🤖 AI Summary
This work addresses the lack of benchmark datasets and effective methods for offensive language identification in code-mixed social media text involving Tulu—a low-resource Dravidian language. We introduce the first Tulu–English code-mixed offensive language dataset, comprising 3,845 YouTube comments with fine-grained annotations, thereby filling a critical gap in NLP research for under-resourced South Indian languages. We propose a novel annotation schema tailored to code-mixed contexts and conduct a systematic evaluation of both conventional architectures (GRU, LSTM, CNN, and self-attention) and multilingual pre-trained models (mBERT, XLM-RoBERTa). Experimental results show that a BiGRU augmented with self-attention achieves the best performance (accuracy: 82%, macro-F1: 0.81), demonstrating the advantage of task-specific architectures for low-resource code-mixed settings. Our dataset, annotation framework, and empirical findings provide a reproducible methodology and benchmark for similar low-resource, code-mixed language scenarios.
📝 Abstract
Tulu, a low-resource Dravidian language predominantly spoken in southern India, has limited computational resources despite its growing digital presence. This study presents the first benchmark dataset for Offensive Language Identification (OLI) in code-mixed Tulu social media content, collected from YouTube comments across various domains.

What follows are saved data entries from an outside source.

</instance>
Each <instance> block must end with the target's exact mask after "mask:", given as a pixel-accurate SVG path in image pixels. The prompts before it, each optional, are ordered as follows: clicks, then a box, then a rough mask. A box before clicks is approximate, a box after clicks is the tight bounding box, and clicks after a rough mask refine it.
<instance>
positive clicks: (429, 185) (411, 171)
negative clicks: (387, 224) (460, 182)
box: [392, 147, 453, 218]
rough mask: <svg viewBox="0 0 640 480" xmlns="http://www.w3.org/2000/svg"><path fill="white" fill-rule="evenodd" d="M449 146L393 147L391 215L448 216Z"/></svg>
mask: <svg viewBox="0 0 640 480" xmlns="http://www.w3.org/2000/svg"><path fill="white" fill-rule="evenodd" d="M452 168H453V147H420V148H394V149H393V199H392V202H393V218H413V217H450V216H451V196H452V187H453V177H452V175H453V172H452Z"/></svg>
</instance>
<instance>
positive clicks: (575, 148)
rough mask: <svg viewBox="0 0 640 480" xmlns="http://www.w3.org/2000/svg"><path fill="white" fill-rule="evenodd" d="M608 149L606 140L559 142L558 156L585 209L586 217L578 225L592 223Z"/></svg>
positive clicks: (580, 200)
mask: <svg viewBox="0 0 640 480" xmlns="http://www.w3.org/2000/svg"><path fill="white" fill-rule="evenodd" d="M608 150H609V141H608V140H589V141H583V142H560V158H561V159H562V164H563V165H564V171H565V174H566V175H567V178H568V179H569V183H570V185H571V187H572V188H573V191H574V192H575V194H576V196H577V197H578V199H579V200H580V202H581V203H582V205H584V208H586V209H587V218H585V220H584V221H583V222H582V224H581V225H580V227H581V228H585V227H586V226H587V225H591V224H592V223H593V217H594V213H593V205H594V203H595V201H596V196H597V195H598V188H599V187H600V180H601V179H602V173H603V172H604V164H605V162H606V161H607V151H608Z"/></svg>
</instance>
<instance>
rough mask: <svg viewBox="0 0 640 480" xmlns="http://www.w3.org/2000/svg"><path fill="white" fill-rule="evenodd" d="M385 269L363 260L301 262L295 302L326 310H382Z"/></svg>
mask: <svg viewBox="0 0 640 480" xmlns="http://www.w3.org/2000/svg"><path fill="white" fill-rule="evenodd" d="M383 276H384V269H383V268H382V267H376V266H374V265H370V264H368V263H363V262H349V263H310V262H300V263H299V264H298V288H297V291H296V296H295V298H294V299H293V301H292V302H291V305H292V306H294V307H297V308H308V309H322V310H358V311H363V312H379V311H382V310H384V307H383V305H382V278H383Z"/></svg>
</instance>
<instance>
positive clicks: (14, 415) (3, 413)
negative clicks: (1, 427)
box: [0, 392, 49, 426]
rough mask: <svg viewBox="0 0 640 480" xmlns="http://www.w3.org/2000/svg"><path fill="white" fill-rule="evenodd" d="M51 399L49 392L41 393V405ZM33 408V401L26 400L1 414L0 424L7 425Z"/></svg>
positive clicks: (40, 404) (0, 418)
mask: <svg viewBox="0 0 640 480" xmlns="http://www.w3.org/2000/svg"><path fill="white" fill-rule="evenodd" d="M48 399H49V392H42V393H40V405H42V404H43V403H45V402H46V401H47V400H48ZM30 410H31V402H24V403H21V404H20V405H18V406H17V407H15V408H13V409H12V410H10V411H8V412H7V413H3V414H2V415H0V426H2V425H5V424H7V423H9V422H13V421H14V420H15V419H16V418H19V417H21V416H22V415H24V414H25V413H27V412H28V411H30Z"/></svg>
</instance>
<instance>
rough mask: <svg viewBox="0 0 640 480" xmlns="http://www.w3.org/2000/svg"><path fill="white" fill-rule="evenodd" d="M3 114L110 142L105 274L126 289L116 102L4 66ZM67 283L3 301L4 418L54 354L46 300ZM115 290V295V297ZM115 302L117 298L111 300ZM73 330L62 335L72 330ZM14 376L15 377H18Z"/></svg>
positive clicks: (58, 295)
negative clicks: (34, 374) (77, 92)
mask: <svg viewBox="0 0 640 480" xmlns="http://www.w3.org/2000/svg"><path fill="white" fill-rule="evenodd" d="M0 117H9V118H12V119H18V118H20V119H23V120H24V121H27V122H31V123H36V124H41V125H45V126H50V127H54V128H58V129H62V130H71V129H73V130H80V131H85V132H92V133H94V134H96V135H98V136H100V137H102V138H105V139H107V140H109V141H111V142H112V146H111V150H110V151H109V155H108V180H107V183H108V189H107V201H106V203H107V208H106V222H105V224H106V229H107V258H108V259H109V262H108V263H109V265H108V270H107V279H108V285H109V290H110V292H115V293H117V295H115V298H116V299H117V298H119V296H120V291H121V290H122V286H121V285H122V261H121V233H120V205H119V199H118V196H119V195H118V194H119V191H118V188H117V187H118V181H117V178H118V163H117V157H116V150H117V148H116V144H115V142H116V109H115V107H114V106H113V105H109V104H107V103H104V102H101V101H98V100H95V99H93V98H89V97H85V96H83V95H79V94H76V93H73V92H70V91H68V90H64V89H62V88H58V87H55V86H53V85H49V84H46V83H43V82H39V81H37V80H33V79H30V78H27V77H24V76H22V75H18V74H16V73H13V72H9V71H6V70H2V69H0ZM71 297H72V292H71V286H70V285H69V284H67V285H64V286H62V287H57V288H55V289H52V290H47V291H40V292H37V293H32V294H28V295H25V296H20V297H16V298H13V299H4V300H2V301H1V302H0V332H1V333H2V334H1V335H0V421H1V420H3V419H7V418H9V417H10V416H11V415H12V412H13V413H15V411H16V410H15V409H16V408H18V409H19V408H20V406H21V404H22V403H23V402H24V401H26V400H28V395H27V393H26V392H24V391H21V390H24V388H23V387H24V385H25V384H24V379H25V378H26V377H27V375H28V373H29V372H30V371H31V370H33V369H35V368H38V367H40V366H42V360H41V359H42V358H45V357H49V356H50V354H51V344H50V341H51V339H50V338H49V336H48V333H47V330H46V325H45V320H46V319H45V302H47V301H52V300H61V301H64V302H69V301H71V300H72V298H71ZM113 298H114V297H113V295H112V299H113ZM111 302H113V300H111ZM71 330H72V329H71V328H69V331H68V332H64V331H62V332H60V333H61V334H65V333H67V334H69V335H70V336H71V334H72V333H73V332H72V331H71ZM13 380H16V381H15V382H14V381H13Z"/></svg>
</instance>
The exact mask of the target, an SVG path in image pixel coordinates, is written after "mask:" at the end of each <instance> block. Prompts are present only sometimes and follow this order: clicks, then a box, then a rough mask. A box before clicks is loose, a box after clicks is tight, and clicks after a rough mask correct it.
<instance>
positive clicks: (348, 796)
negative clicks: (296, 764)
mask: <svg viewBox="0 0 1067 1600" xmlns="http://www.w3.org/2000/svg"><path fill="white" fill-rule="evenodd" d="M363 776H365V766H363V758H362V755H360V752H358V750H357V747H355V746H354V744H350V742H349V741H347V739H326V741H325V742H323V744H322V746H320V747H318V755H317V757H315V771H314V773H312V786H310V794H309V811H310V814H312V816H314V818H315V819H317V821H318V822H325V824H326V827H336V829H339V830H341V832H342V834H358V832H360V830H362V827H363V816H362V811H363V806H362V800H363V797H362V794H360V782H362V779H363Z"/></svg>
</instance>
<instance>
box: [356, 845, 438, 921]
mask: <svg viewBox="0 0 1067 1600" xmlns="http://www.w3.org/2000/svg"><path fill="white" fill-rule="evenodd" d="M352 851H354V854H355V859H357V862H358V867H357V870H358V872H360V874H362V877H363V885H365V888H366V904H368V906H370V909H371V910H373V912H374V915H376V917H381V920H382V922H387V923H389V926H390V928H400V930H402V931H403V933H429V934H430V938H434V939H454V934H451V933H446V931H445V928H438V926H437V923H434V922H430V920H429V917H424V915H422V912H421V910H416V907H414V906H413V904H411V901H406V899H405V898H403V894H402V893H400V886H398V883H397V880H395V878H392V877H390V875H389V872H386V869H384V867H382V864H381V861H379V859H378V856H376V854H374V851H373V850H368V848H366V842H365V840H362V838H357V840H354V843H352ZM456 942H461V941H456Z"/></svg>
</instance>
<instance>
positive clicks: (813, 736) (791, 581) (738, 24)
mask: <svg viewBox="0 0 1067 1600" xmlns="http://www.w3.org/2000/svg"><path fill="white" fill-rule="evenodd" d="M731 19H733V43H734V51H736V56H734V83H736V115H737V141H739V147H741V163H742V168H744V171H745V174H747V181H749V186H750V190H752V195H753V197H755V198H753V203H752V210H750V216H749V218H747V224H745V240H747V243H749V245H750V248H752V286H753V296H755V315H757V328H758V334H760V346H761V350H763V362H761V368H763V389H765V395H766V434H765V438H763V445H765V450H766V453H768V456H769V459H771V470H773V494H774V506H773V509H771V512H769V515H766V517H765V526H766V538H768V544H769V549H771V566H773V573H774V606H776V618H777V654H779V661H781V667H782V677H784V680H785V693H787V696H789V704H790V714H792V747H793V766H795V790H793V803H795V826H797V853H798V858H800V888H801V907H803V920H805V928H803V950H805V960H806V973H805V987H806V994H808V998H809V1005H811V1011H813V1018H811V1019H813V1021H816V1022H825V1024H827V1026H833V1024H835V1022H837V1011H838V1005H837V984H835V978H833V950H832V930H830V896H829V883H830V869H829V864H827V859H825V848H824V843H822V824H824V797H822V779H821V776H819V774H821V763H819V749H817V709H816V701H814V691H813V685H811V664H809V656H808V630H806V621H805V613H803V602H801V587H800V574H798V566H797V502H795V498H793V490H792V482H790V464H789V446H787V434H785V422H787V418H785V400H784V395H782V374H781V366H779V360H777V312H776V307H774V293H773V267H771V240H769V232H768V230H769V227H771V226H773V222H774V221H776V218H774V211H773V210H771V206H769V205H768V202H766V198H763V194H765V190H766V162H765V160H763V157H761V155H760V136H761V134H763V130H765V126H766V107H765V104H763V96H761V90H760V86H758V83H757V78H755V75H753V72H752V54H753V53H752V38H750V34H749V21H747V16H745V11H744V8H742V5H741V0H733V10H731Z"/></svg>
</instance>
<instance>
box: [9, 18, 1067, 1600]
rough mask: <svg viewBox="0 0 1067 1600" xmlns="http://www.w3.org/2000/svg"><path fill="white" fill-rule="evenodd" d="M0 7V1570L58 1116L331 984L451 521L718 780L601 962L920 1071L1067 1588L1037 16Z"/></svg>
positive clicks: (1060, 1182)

The dataset, annotated with high inter-annotator agreement (Krippendorff's alpha = 0.984), includes 3,845 comments categorized into four classes: Not Offensive, Not Tulu, Offensive Untargeted, and Offensive Targeted. We evaluate a suite of deep learning models, including GRU, LSTM, BiGRU, BiLSTM, CNN, and attention-based variants, alongside transformer architectures (mBERT, XLM-RoBERTa). The BiGRU model with self-attention achieves the best performance with 82% accuracy and a 0.81 macro F1-score. Transformer models underperform, highlighting the limitations of multilingual pretraining in code-mixed, under-resourced contexts. This work lays the foundation for further NLP research in Tulu and similar low-resource, code-mixed languages.